Several nights in a row, I did just that. But one night, when I flipped off my switch at ten pm, light seeped through cracks above me. I'd never seen it before. A swishing sound and dust sprinkled down on me. Like a subtle hint, I understood that I had someone above, the older hogar girls or Madre Ivonne. My late night light defense against the beetles probably disturbed the sleeper above.

 I loved Guatemala City, even Zona Una, even though the mothers said they had to get the kids out of there, it was just too ugly, too dangerous.

Coming home this summer, my husband told everyone he thought Mexico was beautiful.

 "I thought Guatemala was more beautiful myself," I said.

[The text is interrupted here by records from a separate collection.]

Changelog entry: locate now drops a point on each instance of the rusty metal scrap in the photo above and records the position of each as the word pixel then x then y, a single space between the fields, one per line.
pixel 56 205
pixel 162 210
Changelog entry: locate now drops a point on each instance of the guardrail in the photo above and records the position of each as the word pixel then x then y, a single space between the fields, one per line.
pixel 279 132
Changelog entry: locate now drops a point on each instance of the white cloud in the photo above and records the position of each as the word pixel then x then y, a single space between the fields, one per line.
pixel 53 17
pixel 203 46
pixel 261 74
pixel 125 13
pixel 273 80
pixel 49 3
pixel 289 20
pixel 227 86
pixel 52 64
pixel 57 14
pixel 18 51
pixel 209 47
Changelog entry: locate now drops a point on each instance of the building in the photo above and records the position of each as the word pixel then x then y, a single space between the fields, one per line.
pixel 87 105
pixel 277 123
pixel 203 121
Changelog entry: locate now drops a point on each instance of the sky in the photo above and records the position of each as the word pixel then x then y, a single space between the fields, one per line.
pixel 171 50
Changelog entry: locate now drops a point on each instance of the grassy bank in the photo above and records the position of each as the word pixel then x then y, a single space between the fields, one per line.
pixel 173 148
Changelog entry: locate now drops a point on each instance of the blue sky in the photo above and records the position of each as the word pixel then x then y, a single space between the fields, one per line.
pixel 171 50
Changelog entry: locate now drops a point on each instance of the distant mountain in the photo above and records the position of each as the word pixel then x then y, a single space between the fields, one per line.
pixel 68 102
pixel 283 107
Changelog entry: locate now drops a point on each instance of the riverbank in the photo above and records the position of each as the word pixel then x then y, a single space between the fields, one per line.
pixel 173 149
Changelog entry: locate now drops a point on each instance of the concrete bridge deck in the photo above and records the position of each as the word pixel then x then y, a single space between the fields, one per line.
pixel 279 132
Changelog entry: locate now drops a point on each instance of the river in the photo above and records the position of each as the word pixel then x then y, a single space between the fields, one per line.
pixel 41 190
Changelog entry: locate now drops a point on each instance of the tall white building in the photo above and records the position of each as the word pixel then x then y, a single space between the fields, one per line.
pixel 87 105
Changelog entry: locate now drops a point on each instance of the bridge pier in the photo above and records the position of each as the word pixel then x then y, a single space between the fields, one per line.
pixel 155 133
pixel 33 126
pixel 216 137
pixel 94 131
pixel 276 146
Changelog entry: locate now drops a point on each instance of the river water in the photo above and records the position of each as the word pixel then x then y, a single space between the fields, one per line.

"I didn't," I take his response as a bit defensive, a kind of retort, as if we a have passive resistance to the mystery of beauty we each see. It's not true  but he sees something so expansive he has yet to capture the beauty, though he's been playing with lyrics and chords to get it across. "Whatever is lovely, whatever is true, think on such things," admonishes Paul, a writer, a saint and sinner too. We're all reaching to these mysteries, I think. It's no easy task wrestling with beauty. Sometimes it's easier to entertain with dust than mystery, with violence and ugliness rather that what is lovely and faithful.